Thanks for the reminder on the critical hiring criterion. Too often the newly hired, untrained staff are assigned to customer service so that they can "really experience" who the customers are and what they want.

Even if a customer service rep is hired for attitude, the second important step is to give authority. Even people with good attitudes need tools to solve the problems.

When responsibility is coupled with authority in a person with a great attitude--magic happens!

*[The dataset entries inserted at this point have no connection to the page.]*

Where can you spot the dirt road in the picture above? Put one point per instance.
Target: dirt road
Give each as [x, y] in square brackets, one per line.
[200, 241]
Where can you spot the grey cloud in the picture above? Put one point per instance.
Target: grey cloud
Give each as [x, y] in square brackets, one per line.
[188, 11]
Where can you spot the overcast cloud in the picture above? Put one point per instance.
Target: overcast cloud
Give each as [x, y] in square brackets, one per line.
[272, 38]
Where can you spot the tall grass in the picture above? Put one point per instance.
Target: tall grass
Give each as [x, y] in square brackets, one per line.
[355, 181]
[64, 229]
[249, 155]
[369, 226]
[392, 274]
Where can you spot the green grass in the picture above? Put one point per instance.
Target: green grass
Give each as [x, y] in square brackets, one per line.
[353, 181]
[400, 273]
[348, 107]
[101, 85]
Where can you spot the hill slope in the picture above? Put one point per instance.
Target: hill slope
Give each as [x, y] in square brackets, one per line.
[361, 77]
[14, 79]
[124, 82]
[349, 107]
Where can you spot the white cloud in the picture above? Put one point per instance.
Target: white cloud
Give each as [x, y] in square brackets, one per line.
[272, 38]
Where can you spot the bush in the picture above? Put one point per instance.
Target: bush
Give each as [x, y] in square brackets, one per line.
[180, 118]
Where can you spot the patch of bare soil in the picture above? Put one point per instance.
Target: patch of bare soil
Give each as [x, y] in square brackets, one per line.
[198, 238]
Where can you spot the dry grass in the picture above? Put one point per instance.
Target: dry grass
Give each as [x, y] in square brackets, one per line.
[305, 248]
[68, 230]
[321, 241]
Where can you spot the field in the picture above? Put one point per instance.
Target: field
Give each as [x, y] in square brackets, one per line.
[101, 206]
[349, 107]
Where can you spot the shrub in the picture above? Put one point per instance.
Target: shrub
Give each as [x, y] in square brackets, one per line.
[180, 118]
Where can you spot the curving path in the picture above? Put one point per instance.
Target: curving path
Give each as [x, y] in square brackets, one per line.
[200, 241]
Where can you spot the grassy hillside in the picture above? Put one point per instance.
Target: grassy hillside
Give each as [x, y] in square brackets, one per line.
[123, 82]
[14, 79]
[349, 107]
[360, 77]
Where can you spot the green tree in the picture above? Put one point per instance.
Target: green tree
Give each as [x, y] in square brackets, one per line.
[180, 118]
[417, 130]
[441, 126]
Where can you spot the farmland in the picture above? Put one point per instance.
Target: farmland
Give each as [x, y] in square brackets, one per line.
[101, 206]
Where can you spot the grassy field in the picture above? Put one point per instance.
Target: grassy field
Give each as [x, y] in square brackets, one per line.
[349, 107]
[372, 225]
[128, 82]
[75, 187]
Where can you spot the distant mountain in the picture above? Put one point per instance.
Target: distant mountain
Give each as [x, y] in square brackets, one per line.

Great post, Valeria. As the socialization of business increases every day, it is imperative that all employees have great communication skills if they are interacting with anyone - customer, colleagues and everyone in between. One bad experience from anyone at a business can make it online and be read by thousands. I read a post the other day about a man’s terrible customer service experience at Salad Creations where his chicken was undercooked and the management told him he was wrong. He explained that someone who has a good experience will tell three people, but someone who has a bad experience will tell 3,000, which is exactly what he did. I know I will never go to that restaurant based on his one terrible review and I imagine that the thousands that read his blog are thinking the same thing. Hiring and rewarding good attitude is the best way to keep everyone happy, employees included. I wish there was a way to measure how good attitude leads to good business, such as the way we are trying to measure how social media is good for business today. Maybe this way businesses will be more inclined to reward these wonderful, unique and talented people.